Opinia użytkownika: zarejestrowany-uzytkownik
Dotycząca firmy: PKS Olsztyn
Treść opinii: Dworzec PKS jest połączony z dworcem PKP, ale funkcjonuje osobno. Na dworcu nie ma ławeczek, na których można odpocząć, chyba że stoliki należące do malutkiej ciastkarni - ale żeby tam usiąść, trzeba coś w niej kupić. Można posiedzieć na ławkach na dworze, przy stanowiskach autobusowych. Tam jednak zawsze kręci się niesympatyczne towarzystwo. W ogóle, przebywając na dworcu PKS w Olsztynie, zawsze trzymam kurczowo torebkę - już raz miałam taką sytuację, że jakaś pani chciała mnie okraść. Chodziła za mną i udawała, że stoi w kolejce.
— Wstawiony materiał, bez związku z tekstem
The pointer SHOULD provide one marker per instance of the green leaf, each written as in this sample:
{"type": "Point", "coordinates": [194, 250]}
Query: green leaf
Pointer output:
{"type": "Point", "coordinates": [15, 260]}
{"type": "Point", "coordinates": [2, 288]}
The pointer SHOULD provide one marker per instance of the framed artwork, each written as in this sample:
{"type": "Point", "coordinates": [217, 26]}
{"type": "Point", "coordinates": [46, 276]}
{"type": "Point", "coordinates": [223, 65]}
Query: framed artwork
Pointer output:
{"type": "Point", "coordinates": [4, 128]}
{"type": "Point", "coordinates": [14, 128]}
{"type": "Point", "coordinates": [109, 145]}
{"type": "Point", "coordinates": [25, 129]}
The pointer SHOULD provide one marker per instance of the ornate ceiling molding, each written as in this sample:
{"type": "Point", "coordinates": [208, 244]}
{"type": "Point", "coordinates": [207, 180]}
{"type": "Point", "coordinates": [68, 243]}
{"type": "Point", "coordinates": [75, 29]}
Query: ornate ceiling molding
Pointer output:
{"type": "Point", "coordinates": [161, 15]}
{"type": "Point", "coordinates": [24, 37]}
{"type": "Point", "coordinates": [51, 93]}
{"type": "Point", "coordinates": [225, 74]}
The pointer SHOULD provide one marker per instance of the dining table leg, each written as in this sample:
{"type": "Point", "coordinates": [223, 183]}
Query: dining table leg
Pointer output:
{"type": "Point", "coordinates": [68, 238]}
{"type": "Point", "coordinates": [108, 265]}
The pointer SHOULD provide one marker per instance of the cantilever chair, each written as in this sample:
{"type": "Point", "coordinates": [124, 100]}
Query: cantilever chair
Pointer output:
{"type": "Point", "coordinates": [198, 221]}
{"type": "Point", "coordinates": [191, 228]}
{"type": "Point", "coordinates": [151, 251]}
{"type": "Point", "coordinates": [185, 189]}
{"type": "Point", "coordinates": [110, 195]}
Może warto zainwestować w jakąś ochronę? Plus za to, że na dworcu można kupić bardzo, bardzo dobre pieczywo, szczególnie bułki z czekoladą. Panie z kas są takie sobie, nie można powiedzieć, że są miłe. Zawsze obsługują klienta tak szybko, że ten który chowa resztę i bilet do portfela, musi szybko się przesuwać, bo pani już obsługuje następnego. Poza tym, jedna pani nie chciała kiedyś przyjąć ode mnie 5 zł, którymi chciałam zapłacić za bilet, bo stwierdziła, że moneta jest za brzydka.